Corona vergroot problemen die er al waren

Verschenen in Trouw, 29 november 2020

Ik kreeg een mail van twee studenten met een vraag die ze in het oude normaal niet eens hadden durven stellen, maar waarvan ze nu hoopten dat ik er toch ja op zou zeggen ‘onder het mom van coronaflexibiliteit’. De montere vanzelfsprekendheid waarmee ze corona inzetten om organisatorische regels te omzeilen suggereerde dat ze hier in de afgelopen maanden al de nodige successen mee geboekt hadden – en dat het ze wellicht een beetje zou spijten als we komend collegejaar ingeënt en wel weer gewoon volgens de normale procedures werken.

Er zijn vast andere studenten die die spijt delen, omdat ze het fijn vinden vanuit hun bed college te volgen of omdat ze liever vragen stellen via de chat dan in een volle collegezaal.

Maar voor de meeste studenten is het al sinds maart een doffe ellende. Minister Van Engelshoven schreef er deze week over aan de Tweede Kamer. Het afstandsonderwijs valt studenten zwaar; ze hebben meer last van stress en van depressieve klachten. Niet gek, want ze zitten al acht maanden thuis, waar ze vaak maar één kamer hebben. Ze studeren vooral via het scherm, waardoor ze weinig informeel contact hebben met medestudenten en nog minder met docenten. Een student mailde mij, toen hij een afspraak vergeten was, dat hij sinds corona eigenlijk niet meer in zijn agenda kijkt, omdat er toch niets in staat.

Van sommige studenten hoorde ik nog een probleem: de onbereikbare afstudeerbegeleider. Elke student die een scriptie schrijft of een afstudeerstage loopt, heeft een vaste begeleider. Die helpt met het opzetten van het onderzoek, beantwoordt vragen, becommentarieert teksten en bepaalt uiteindelijk mede het cijfer. Zonder die afstudeerbegeleider kun je dus eigenlijk niks.

Maar sinds al het contact digitaal gaat, zijn er studenten die hun afstudeerbegeleiders niet of nauwelijks nog kunnen bereiken. Een mail is nu eenmaal makkelijker te vergeten, of te negeren, dan een levende student in de deuropening. Voor studenten is dat frustrerend. Ze kunnen niet bellen, want ze hebben meestal niet het mobiele nummer van de begeleider. Even langslopen kan ook niet.
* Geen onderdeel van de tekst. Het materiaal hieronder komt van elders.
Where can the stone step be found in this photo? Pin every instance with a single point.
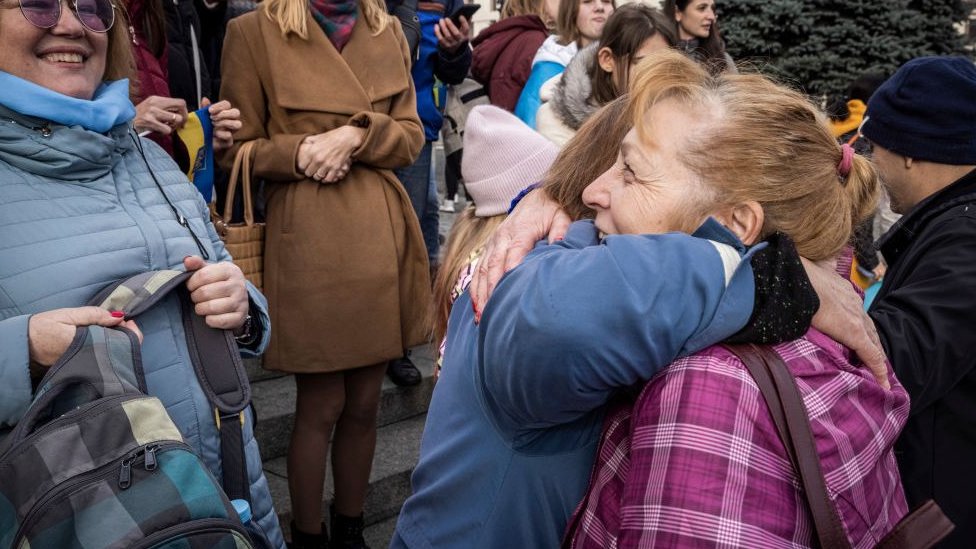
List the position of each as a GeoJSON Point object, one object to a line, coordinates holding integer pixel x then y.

De enige oplossing is om dan maar de studieadviseur te mailen, hopen dat die wel reageert, en vragen of hij dan maar de begeleider achter de broek wil zitten. Geen garantie op succes, en bovendien, voordat je die stap neemt, ben je al snel een aantal weken verder, en die haal je niet zo makkelijk meer in.

Waarom reageren die begeleiders niet gewoon? Dat zouden ze wel moeten doen, en ik vermoed dat de meesten het ook graag zouden willen. Maar, zo schreef Van Engelshoven ook in haar brief, corona vraag ook veel van docenten. Bestaande cursussen moeten omgebouwd worden naar online variant, en onderwijs dat wel fysiek gegeven mag worden moet daarnaast óók online aangeboden worden voor studenten die vanwege quarantaine, reisbeperkingen of een verhoogd risico niet naar de universiteit kunnen komen.

Dat kunnen docenten er niet bij hebben, want de werkdruk was voor corona al veel te hoog. Afstudeerbegeleiders met te weinig tijd zijn dan ook, zoals zoveel coronaellende, geen nieuw probleem, maar een bestaand gegeven dat door corona uitvergroot wordt – omdat docenten nu nóg minder tijd hebben terwijl studenten begeleiding nu juist nóg harder nodig hebben.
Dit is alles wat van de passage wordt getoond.